Today’s dynamic tariff landscape is introducing new challenges in manufacturing supply chains. When tariffs are imposed they don’t just impose pricing adjustments once. Further cost and pricing impacts come when the initially tariff ‘cost’ is passed down to manufacturers who then pass this cost on to consumers.
Take aluminum tariffs, for example. When tariffs are imposed on aluminum, domestic manufacturers don’t just absorb the cost they pass it on to maintain their profit margins. This means everything that uses aluminum, from industrial robotics and car parts to hardware and equipment, and household appliances… becomes more expensive.
Price increases don’t just stop at the initial tariff application. They build into a symphony crescendo as higher input costs influence further adjustments throughout the manufacturer’s supply chain.
Higher prices influence the labor workforce to ask for higher wages so they can then keep up with the rising cost of living. This can push costs up even higher, which, in turn, forces businesses to raise prices again. Stagnation or deflation can be the result as demand plummets.
Manufacturing cost of goods sold (MCOGs) is about 75% of product cost. Mantras for better materials management and kanbans have been shouted from factory rooftops for decades with some success.
But materials management can only be taken so far with human activity.
BAAN vs inventory accuracy
I’ve lived through decades of manufacturers, vendors and suppliers trying to reduce costs by placing a fence around ERP and automating contract manufacturing environments with MES systems. In the mid 90s I worked in operations at Flex (Flextronics) and was part of the BAAN implementation team. The promise of ERP continuity was the early seed to Industry 4.0. At the time I thought we were leading innovation in manufacturing supply chains.

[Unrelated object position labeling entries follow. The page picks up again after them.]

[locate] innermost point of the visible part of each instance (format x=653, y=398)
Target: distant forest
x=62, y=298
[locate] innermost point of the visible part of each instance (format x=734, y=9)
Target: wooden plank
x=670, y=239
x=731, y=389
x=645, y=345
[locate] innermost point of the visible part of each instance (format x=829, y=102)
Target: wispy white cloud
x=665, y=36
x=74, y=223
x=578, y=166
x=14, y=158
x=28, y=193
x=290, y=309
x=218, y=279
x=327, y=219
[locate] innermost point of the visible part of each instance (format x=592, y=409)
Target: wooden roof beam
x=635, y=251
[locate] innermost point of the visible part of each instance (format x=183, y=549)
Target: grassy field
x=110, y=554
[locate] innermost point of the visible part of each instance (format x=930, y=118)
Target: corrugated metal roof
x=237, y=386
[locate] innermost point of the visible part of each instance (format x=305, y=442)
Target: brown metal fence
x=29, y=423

Regardless, post implementation third-party systems have compatibility issues and although they may accomplish some tasks they also have to be maintained. This opens the door for a third or even a fourth software vendor and often users still cannot update data or linkages. When this happens a manual work around with manual review processes are then employed as a manual update to the ERP system.
For BAAN, often parts were moved out of bins without proper paperwork transacted. Flex employees then checked production WIP and when they could not locate excess inventory transactions were reversed and then transacted, correctly.
The takeaway from that experience is if you need to use a third-party system, use it, but use it with its fullest intent and maintain it so system inputs and outputs are accurate.
IBM Watson vs IBM Watson AIOps 2.0
In 2011 IBM Watson won Jeopardy and artificial intelligence became a household term. But Watson failed to capture market share despite IBM throwing a ton of money at it. In 2018 I performed a IBM Watson deep dive and found no evidence IBM Watson was directly attributable to saving money for any IBM client.
“[W]e are one of the [EMS provider] companies who have worked with IBM. We had to find our own way because frankly, IBM over sold and overpriced Watson. Most of the folks I’ve worked on the project with at IBM have moved on to China firms like Alibaba and Baidu.”
In 2023, not one to give up, IBM launched IBM Watson AIOps 2.0 for which the verdict is still out and interest in AI continues to make headlines in all industries and markets.